Describe and differentiate component, service, and CVM failover processes such as Disk Failure, CVM Failure, and Node Failure
Disk
Failure
Monitored via SMART data
Hades responsible for monitoring
VM impact:
HA Event: NO
Failed I/O: NO
Latency: NO
In event of failure, Curator scan occurs immediately
Scans metadata to find data previously hosted on failed disk
Re-replicates (distributes) to nodes throughout cluster
All CVM’s participate
CVM Failure
Failure = I/O’s redirected to other CVM’s in cluster
VM impact:
HA Event: NO
Failed I/O: NO
Latency: Potentially higher given I/O’s are over network (not local)

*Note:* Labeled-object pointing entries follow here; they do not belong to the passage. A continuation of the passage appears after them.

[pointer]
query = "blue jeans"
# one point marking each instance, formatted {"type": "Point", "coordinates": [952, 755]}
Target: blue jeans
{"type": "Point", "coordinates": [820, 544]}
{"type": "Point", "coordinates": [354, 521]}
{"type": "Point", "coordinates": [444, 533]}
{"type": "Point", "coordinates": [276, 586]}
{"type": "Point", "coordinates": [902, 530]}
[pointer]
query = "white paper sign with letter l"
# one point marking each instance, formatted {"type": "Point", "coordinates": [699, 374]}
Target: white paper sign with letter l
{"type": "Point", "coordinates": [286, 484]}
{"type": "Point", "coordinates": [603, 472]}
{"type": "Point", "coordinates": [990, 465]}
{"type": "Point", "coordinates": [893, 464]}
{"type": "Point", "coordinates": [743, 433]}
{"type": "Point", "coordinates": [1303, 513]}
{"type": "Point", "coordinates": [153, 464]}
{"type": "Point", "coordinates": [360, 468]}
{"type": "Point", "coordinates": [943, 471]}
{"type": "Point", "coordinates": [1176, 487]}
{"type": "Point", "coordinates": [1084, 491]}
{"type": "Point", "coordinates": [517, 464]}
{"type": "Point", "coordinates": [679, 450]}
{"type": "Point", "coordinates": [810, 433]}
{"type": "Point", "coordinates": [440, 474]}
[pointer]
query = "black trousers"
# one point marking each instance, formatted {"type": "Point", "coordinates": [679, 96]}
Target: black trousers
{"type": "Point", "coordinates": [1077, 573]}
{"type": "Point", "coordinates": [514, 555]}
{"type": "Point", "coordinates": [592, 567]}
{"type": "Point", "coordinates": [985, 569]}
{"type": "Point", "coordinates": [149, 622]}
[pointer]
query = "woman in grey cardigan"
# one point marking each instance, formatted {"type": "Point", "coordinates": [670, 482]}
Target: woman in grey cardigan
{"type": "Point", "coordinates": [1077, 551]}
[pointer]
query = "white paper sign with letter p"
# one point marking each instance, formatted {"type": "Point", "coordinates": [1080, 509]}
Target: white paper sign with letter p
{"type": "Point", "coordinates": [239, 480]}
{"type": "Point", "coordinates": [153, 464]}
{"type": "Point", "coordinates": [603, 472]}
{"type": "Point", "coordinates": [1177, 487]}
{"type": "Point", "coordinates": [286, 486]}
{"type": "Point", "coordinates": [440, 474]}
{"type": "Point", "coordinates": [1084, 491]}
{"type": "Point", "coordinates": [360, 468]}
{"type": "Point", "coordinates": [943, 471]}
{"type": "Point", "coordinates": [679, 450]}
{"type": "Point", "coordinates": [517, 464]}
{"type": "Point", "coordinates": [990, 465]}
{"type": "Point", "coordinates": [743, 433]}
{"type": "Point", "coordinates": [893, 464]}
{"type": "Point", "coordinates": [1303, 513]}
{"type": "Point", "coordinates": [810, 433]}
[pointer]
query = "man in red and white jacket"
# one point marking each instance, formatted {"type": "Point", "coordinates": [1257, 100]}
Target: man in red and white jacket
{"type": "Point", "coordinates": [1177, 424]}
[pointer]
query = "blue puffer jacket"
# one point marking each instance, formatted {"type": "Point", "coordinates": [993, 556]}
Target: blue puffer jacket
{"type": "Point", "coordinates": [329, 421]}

ESXi/Hyper-V handle via CVM Autopathing = leverages HA.py (happy) where routes are modified to forward traffic from internal address (192.168.5.2) to external IP of another CVM.
Keeps datastore intact
Once local CVM is back online, route is removed and local CVM takes back I/O
KVM = iSCSI multipathing leveraged
Primary path = local CVM, other two paths = remote CVM
Node
Failure
VM impact:
HA Event: Yes
Failed I/O: NO
Latency: NO
VM HA event will occur, restarting VMs on other nodes
Curator will find data previously hosted on node and replicate
In event node is down for prolonged period of time, downed CVM will be removed from metadata ring.